What is the proper awk
syntax to match multiple patterns in one column? Having a columnar file like this:
c11 c21 c31
c12 c22 c32
c13 c23 c33
how to exclude lines that match c21 and c22 in the second column.
With grep
, one can do something like this (but it doesn't specify to match in the second column only):
> egrep -w -v "c21|c22" bar.txt
c13 c23 c33
I tried playing with awk
but to no avail:
> awk '$2 != /c21|c22/' bar.txt
c11 c21 c31
c12 c22 c32
c13 c23 c33
> awk '$2 != "c21" || $2 != "c22"' bar.txt
c11 c21 c31
c12 c22 c32
c13 c23 c33
So, what is the proper awk
syntax to get this right?
$2 != /c21|c22/
is shorthand for
$2 != ($0 ~ /c21|c22/)
which is comparing $2
to the result of comparing $0 to c21 or c22 and that result is either 1 or 0 so it's testing for $2
having a value other than 1
.
$2 != "c21" || $2 != "c22"
is testing for $2
not equal to c21
or $2
not equal to c22
which is a condition that is always true.

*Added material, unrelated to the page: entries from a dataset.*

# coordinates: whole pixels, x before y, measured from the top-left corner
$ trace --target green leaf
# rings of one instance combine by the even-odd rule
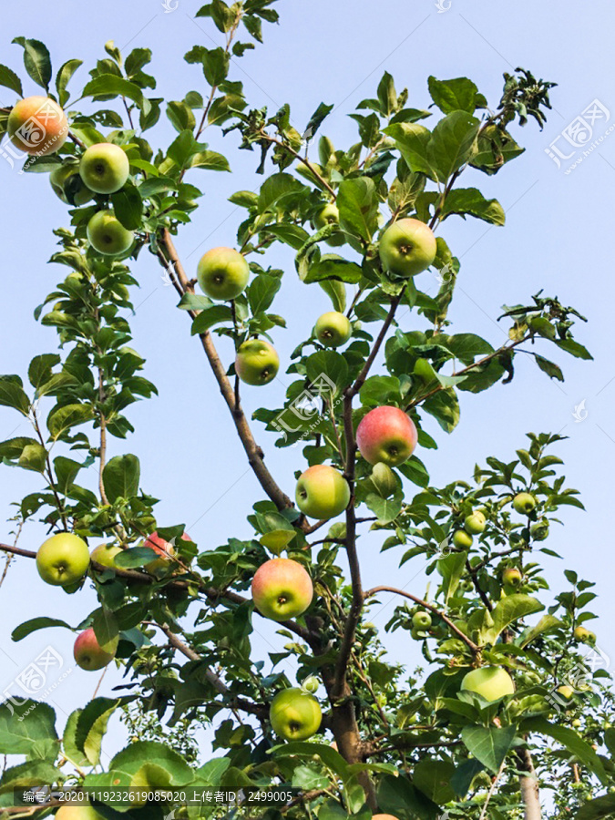
[[[461,730],[461,738],[470,754],[489,771],[497,773],[515,739],[516,733],[516,726],[506,726],[503,729],[464,726]]]
[[[453,213],[469,214],[492,225],[504,225],[506,214],[497,200],[486,200],[477,188],[454,188],[442,209],[443,219]]]
[[[466,77],[457,77],[450,80],[438,80],[435,77],[430,77],[427,84],[431,98],[443,114],[450,114],[452,111],[467,111],[468,114],[474,114],[478,89]]]
[[[0,66],[0,86],[10,88],[11,91],[15,91],[20,97],[24,96],[21,80],[15,71],[7,68],[6,66]]]
[[[15,37],[12,40],[24,49],[24,65],[26,70],[36,83],[46,91],[51,82],[51,57],[46,46],[40,40],[28,40],[26,37]]]
[[[141,466],[136,456],[116,456],[105,465],[103,484],[111,504],[118,498],[133,498],[138,494]]]
[[[111,194],[111,204],[116,217],[128,231],[137,231],[143,220],[143,200],[138,189],[132,182]]]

Think about it - if $2 is c21 then the first condition ($2 != "c21"
) is false but then the second condition ($2 != "c22"
) is true and so on so the or
is always true for any value of $2
What you're trying to write is:
awk '$2 !~ /c21|c22/'
or more robustly:
awk '$2 !~ /^(c21|c22)$/'
and more briefly (plus just as robustly) the way to REALLY write that condition is:
awk '$2 !~ /^c2[12]$/'
and if you wanted to do a string rather than regexp comparison then you'd do either of these if it's a throwaway script (I favor the first for fewer negation signs which IMHO makes it clearer):
awk '!($2 == "c21" || $2 == "c22")'
awk '$2 != "c21" && $2 != "c22"'
and this otherwise:
awk 'BEGIN{split("c21 c22",t); for (i in t) vals[t[i]]} !($2 in vals)'
That last is best since you only specify $2
once and you can just add other values to the string being split if you need to test more which means you can't break the comparison ogic later in the script.
Use and (&&
) instead of or (||
):
awk '$2 != "c21" && $2 != "c22"' bar.txt
Prints:
c13 c23 c33
Since c21 doesn't equal c22, lines with c21 in column 2 will be printed in the version with ||
because $2 doesn't equal c22
and vice versa for lines with c22. In fact, it would be impossible for not all the lines to be printed because in no line can column 2 equal both c21 and c22.